The thing I remember about that Zeitgeist video, which seemed to be trying to disprove spiritual things, was the way it linked all its 'debunking' to astrological information. Including the switch from matriarchal to patriarchal society with the onset of Taurus, wasn't it?

I remember thinking 'Hey, aren't you trying to disprove all this? You're not doing well here.'

Thing is, none of it disproves the existence of a god. All it shows is different interpretations, and when those different interpretations are similar then it's a very weak debunking indeed.

They suggest that the stories were handed down but can't prove it.

If there is a God, then (and I think Tom might agree) he's not the Santa lookalike on the ceiling of the Sistine chapel. He's something we have never seen before, something science has yet to find a way to measure. Therefore God can't be studied by current scientific method and the best thing science can do is leave the matter alone until we find a way to examine it.

He might even turn out to be that 'dark matter' everyone's looking for. You never know.

And yes - I come complete with mother, father and even a brother, but I don't talk about him. Except to say, he's fluent in at least five languages and has never said anything worth hearing in any of them.

Romulus Crowe said...

Tom - that's why I can't understand the current fight between evolution and creation. Darwin was a devout Christian, he saw his theory as an explanation of how God manipulated life, not as disproof of God. Sure, he was villified for suggesting that people might have evolved from apes, but in actual fact he never said that. It was one of those 'political character assassinations' that scientists do to each other all the time. Darwin said that species can develop new species. Other scientists at the time extrapolated that in order to discredit him.

Current evolutionary thinking also does not say that man evolved from apes. It suggests that man and apes developed from a common ancestor. Apes aren't ancestors. They can't be because they're still here.

As I've said, evolution does not disprove creation. All it says is that life adapts to a changing world, which is what you'd expect a creator to build in to his creation.

I think it's only the 'literal seven-day creation' that causes problems (I know you don't have that) and, to a lesser extent, the 6000-year issue.

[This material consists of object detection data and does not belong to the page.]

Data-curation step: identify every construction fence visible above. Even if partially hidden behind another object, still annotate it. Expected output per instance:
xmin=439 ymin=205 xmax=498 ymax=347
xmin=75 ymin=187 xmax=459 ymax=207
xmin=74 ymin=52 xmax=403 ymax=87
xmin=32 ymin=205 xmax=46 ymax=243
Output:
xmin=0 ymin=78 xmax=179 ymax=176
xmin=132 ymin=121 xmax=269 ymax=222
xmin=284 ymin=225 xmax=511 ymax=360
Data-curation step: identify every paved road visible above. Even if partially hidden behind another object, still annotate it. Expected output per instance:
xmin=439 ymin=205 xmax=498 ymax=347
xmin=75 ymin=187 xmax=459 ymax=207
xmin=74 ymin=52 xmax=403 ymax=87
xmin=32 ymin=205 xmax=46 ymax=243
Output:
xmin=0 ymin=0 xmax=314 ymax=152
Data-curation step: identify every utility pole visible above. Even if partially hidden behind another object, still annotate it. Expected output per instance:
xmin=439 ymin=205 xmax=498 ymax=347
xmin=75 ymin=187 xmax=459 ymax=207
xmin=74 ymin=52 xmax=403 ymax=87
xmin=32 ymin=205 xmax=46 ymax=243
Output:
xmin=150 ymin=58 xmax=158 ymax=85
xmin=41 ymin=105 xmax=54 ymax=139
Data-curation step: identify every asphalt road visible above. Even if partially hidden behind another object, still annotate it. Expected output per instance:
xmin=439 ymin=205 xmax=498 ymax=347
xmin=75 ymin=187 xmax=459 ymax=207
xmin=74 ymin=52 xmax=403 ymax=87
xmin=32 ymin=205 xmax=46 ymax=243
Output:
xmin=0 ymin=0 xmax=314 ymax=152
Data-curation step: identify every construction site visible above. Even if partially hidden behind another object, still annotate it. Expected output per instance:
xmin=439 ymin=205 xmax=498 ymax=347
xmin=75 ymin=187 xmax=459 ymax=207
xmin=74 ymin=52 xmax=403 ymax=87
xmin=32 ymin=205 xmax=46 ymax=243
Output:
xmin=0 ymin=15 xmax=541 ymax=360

If God created man on the sixth day, and 'day' isn't literal, there's plenty of room for dinosaurs etc in the first five 'days'. Science says they died out before humans appeared. If the 'days' aren't literal, then there's no problem there.

I admit I watched the human genome project with interest because I'd have laughed for days if part of that DNA had said 'copyright God, day 6'.

Sure, it would have changed my view of the world dramatically but it would certainly have been worth it.

Romulus Crowe said...

Forgot to mention - if any of what I said in that post is true (no guarantees) then it blows the 'God of the gaps' argument.

That argument states that religion will plug any gap in scientific knowledge with 'God did it'.

In this scenario, the gaps are just gaps. God would not allow us to find proof that he 'did' it.

Another consequence of this thinking - if my theoretical god appeared before the Big Bang and started the expansion of space-time, then he'd expand along with it. He wouldn't see a difference from his perspective. At any time, the universe would be entirely visible to this God as if it was still just a tiny speck. So, omnipresent? Theoretically possible. In effect, the Boltzmann brain of this theoretical god surrounds and contains the universe, no matter how big it gets, because he's increasing at the same rate. To him, it doesn't change size.

Just some random thoughts. Could be entirely wrong but then thinking's what I get paid for so I like to keep in practice.

Anonymous said...

Touch late seeing this one, but the god postulated here has one big difference from traditional ones- he's not omniscient. Otherwise he would have known how everything panned out, and wouldn't have needed to bother actually doing it. It must be a bugger being omniscient.